Date Published: 26/11/2020
ARCHIVED - First cases of flu have been reported in Spain but numbers are much lower than normal
ARCHIVED ARTICLE
In fact, they’re 99 per cent lower than the average for the last five years at this point of the year!!!!
The approach of the festive season in Spain usually coincides with the first warnings of the spread of the annual flu epidemic, but this year all of the indications are that the number of cases is likely to be far lower than is habitually the case.
This is due in large part to the coronavirus pandemic, which has brought about important changes in behaviour among the population in general and made transmission of the virus less probable. One of the main aspects, of course, is the wearing of face masks and the use of disinfectant hand gels, practices which have become almost universal since the first cases of Covid were reported in Spain in February and which considerably reduce the risk of contracting other viruses, flu included.

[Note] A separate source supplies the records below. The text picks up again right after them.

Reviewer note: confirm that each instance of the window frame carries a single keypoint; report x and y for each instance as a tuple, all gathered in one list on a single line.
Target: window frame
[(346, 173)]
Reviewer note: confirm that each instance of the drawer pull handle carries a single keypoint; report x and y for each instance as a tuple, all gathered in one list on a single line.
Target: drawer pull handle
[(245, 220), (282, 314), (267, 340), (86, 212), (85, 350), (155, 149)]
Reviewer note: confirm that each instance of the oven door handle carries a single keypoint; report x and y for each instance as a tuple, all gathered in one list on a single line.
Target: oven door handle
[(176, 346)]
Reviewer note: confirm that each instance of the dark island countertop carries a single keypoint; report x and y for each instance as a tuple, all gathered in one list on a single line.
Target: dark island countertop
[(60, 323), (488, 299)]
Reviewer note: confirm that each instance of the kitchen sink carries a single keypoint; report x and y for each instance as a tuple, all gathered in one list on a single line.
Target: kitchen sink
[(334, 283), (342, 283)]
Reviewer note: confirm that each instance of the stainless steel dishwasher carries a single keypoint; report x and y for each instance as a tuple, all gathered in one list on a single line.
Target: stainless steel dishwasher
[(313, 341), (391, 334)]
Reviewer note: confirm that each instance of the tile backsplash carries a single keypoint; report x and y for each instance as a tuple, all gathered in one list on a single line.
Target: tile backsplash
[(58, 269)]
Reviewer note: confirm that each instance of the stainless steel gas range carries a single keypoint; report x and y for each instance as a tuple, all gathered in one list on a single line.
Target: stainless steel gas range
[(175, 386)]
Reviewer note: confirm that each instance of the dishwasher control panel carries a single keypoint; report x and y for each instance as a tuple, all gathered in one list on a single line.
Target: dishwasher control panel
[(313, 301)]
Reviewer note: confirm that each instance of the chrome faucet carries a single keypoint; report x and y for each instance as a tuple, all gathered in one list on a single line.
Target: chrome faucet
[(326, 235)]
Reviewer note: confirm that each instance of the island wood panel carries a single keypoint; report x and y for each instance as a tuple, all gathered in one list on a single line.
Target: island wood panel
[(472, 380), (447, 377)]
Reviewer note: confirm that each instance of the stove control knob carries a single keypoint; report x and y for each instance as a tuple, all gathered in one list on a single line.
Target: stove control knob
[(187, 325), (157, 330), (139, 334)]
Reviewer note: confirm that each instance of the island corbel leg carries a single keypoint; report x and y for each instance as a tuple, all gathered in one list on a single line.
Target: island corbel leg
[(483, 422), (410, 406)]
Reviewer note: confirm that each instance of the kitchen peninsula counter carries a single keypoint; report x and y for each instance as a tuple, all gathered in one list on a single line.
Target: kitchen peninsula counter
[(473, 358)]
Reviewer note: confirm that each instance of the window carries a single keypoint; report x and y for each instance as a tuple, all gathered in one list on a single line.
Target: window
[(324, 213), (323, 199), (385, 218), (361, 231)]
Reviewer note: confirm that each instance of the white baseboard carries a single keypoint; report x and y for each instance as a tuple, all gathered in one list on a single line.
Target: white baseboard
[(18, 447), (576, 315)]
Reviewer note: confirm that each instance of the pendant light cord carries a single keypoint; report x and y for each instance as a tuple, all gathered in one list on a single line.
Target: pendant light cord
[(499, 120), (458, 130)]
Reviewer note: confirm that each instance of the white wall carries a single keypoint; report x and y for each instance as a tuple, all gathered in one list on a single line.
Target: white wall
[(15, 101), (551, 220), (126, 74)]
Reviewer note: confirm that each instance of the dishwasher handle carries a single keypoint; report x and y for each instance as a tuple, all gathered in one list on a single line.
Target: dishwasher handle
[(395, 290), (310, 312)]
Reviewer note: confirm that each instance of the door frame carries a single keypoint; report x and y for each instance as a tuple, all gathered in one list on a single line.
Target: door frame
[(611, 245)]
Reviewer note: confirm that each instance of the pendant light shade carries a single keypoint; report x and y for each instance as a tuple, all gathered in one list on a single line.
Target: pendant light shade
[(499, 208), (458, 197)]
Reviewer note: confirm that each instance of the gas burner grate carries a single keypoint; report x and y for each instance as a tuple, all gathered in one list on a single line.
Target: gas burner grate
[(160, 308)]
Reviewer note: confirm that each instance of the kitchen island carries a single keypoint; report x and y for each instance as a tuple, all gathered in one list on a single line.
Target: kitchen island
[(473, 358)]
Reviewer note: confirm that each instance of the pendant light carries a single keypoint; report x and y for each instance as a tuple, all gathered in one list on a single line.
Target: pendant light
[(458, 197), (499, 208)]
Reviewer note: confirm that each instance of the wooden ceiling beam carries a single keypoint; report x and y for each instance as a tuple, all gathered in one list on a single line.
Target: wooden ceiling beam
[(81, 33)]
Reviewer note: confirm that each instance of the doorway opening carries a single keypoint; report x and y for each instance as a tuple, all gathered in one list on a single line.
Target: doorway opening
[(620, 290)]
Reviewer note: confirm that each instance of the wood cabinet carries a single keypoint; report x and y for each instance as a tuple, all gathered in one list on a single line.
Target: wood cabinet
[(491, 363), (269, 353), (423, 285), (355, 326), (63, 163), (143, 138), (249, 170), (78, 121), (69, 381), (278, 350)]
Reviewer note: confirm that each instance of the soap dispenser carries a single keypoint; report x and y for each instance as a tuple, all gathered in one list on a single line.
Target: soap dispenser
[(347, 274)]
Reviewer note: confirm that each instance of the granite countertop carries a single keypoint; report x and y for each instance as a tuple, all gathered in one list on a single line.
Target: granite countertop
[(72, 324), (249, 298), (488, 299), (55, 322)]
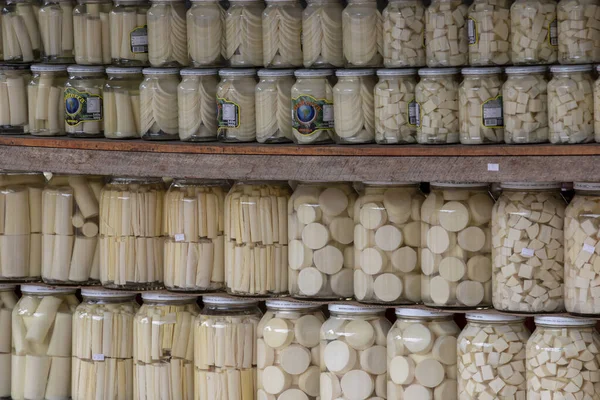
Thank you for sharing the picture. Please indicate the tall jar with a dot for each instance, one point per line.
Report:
(83, 102)
(480, 106)
(163, 351)
(353, 353)
(41, 343)
(225, 350)
(353, 106)
(527, 248)
(273, 96)
(387, 239)
(288, 347)
(236, 107)
(195, 226)
(256, 238)
(131, 233)
(525, 105)
(491, 357)
(103, 345)
(456, 245)
(322, 37)
(321, 234)
(421, 355)
(571, 104)
(312, 107)
(437, 106)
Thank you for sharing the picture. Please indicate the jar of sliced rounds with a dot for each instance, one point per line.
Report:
(525, 105)
(103, 345)
(387, 239)
(528, 252)
(196, 96)
(225, 350)
(353, 106)
(321, 233)
(571, 104)
(195, 224)
(131, 233)
(456, 245)
(41, 343)
(288, 354)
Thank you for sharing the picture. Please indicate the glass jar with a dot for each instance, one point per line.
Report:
(83, 98)
(387, 240)
(158, 96)
(321, 234)
(91, 30)
(288, 346)
(404, 34)
(456, 245)
(236, 104)
(243, 33)
(353, 106)
(312, 107)
(533, 32)
(131, 233)
(527, 248)
(167, 34)
(525, 105)
(322, 35)
(225, 351)
(491, 357)
(194, 248)
(446, 38)
(480, 106)
(353, 353)
(571, 104)
(103, 345)
(273, 96)
(437, 106)
(41, 343)
(256, 238)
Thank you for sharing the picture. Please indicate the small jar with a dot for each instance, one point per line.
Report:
(243, 33)
(527, 248)
(446, 38)
(158, 104)
(480, 106)
(236, 107)
(225, 351)
(167, 34)
(525, 105)
(41, 343)
(103, 345)
(354, 107)
(194, 248)
(353, 353)
(421, 355)
(91, 30)
(321, 233)
(456, 245)
(491, 357)
(273, 96)
(312, 107)
(533, 32)
(288, 346)
(395, 106)
(83, 102)
(387, 239)
(437, 106)
(322, 35)
(404, 34)
(131, 233)
(571, 104)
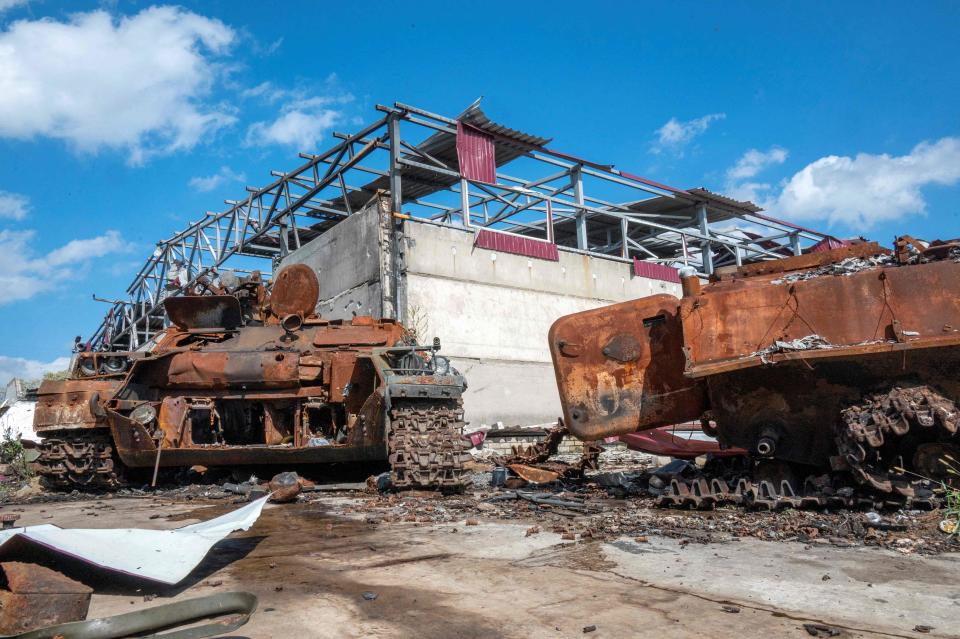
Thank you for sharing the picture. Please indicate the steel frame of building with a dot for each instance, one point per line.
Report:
(299, 205)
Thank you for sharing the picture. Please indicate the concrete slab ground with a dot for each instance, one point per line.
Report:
(310, 563)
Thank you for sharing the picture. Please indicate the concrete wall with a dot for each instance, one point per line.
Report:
(347, 261)
(492, 312)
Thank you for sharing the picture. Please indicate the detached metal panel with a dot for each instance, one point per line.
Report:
(655, 271)
(476, 154)
(507, 243)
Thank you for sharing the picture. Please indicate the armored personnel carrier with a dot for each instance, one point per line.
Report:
(252, 376)
(839, 372)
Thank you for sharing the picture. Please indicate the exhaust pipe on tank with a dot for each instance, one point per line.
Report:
(292, 322)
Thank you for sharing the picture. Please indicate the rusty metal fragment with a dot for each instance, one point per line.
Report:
(533, 474)
(35, 596)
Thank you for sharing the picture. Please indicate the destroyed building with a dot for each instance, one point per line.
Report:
(466, 229)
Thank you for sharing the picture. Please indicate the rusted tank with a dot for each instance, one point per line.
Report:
(844, 361)
(251, 376)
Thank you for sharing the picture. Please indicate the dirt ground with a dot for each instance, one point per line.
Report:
(438, 572)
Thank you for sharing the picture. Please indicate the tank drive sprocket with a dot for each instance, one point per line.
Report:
(427, 450)
(895, 431)
(82, 459)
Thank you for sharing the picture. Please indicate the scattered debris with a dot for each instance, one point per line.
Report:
(800, 344)
(848, 266)
(821, 630)
(535, 475)
(284, 487)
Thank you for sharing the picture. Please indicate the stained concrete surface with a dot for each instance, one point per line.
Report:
(310, 563)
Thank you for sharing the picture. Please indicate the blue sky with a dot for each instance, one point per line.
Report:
(122, 121)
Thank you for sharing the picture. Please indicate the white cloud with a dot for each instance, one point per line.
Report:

In addition, social distancing has rapidly become the norm for most Spaniards, and this has coincided with a far greater keenness to receive the flu vaccine offered by the public health service. It is reported that so far 14 million people have been vaccinated this autumn, an increase of 5 million (or 55 per cent) over the figure for the 2019 campaign, representing an encouraging response to an initiative to prevent co-infection of Covid-19 and flu which began as long ago as March.
It is no doubt partly due to the unprecedented circumstances which dominate life in Spain at the moment that it is not until now that the first cases of flu this winter are being reported in Spain. Between the 36th and 45th week of 2020 (from the start of September to mid-November) only 148 cases were confirmed, while the average equivalent for the same period in the previous five years was approximately 17,000: on other words, there has been a drop of over 99 per cent!
Of course, flu epidemics vary from year to year, and sometimes they begin later. In same period last year the figure had already reached 5,000 by mid-September, while on the other hand in 2015 it was still at only 650 by mid-November. Looking further back, in 2004-05 the epidemic did not start to grow significantly until well into January, and the same could yet happen this winter, but the evidence seems to suggest clearly that the pandemic has contributed to significantly reducing the effects of flu.
Note: the flu vaccine boasts an effectiveness rate of between 52 and 70 per cent in those aged 50 to 64 and between 38 and 46 per cent in the over-65s, but it should also be borne in mind that those who do contract the flu after receiving the vaccine are far less likely to suffer serious illness as a result.
Flu kills around 4,000 people a year in Spain, a figure which is almost entirely avoidable. The annual reports produced at the end of the flu season always show that a high percentage of those who died from flu, or from illnesses exacerbated following a flu contagion, such as pneumonia, had chosen not to accept the free vaccine offered by the health authorities.